La proposta di rifinanziamento del fondo di sostegno all’affitto è del Sunia, perché è evidente che ci sia un interesse comune in tal senso. Quel fondo serve a dare aiuto agli inquilini ma anche a favorire l’attuazione di procedure rapide. In sostanza il Sunia dice – e noi sottoscriviamo – che bisogna far arrivare i denari direttamente nelle tasche dei proprietari. Se lo dicono loro, a noi sta (ovviamente) bene. Vuol dire ottenere la massima garanzia che quei soldi non siano indirizzati ad altro se non al pagamento dei canoni. Un’altra soluzione da affiancare è la previsione di detrazioni per i canoni pagati. Ora ce ne sono minime e per situazioni estreme: possiamo affermare che – di fatto – non ci sono. La detrazione favorisce la lotta al sommerso e garantisce agli inquilini un peso ridotto sul canone. Aggiungo che quando il rapporto tra le nostre associazioni territoriali e i sindacati locali degli inquilini si mantiene a livelli in cui, da una parte o dall’altra, non ci sono barricate o bandierine da piantare, ma si pensa a lavorare per favorire accordi, certamente i risultati arrivano. In generale è vero che ci sono tanti casi in cui la proprietà della cosiddetta seconda casa non è un lusso. Cioè non è appannaggio dei cittadini cosiddetti benestanti, ma spesso di persone che hanno un’abitazione acquistata con un mutuo e un altro immobile ricevuto in eredità, magari in un piccolissimo centro. Alla fine, la seconda casa per alcuni si rivela più un peso che un bene da godere o da far fruttare.
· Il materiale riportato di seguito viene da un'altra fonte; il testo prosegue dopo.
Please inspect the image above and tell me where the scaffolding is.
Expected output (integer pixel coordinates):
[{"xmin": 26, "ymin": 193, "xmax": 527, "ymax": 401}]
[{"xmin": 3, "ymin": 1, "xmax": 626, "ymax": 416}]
l’idea del mercato di sostituzione e la questione Imu
Per quanto riguarda le compravendite c’è chi propone di favorire il mercato di sostituzione, che in sostanza si basa sulle permute tra case vecchie e case nuove. Tutto questo attraverso la sospensione per cinque anni dell’imposta di registro sulla vendita dell’alloggio vecchio a detrazione del prezzo del nuovo.
Chi promuove questa tesi è l’Aspesi, Associazione nazionale tra le Società di promozione e sviluppo immobiliare, aderente a Confedilizia. È una proposta che da un lato serve a favorire la messa sul mercato di immobili nuovi che non riescono ad essere piazzati, mentre dall’altro serve a recuperare qualcosa di vecchio, che ha bisogno di ristrutturazione. Va notato che la proposta non avrebbe costi, perché il fenomeno della permuta non si verifica e se si riduce (o si elimina) la tassazione, in teoria non ci sarebbe alcun problema per le casse dello Stato. Ma anche in questi casi si fatica a far passare il concetto. In ogni caso, visto che nessuno è disposto a favorire nuove costruzioni, la cosa da fare ora è riqualificare l’esistente. Si parla di future detrazioni al 100% per le riqualificazioni, credo sulla falsariga del 90% del bonus facciate. La strada è giusta, ma su un punto bisogna essere chiari: purtroppo in molti casi i soggetti interessati non hanno il reddito per applicare una detrazione. Serve a ben poco la detrazione dall’Irpef spalmata su cinque o dieci anni se uno ha un reddito bassissimo, oppure non ce l’ha proprio, pur essendo proprietario di un immobile. Probabilmente bisognerebbe cominciare ad occuparsi di più dell’Imu. La nostra proposta è di toglierla, almeno nei comuni fino a 1000-2000 abitanti. Non costerebbe tanto allo Stato e si contribuirebbe a salvare qualche piccolo borgo dallo spopolamento.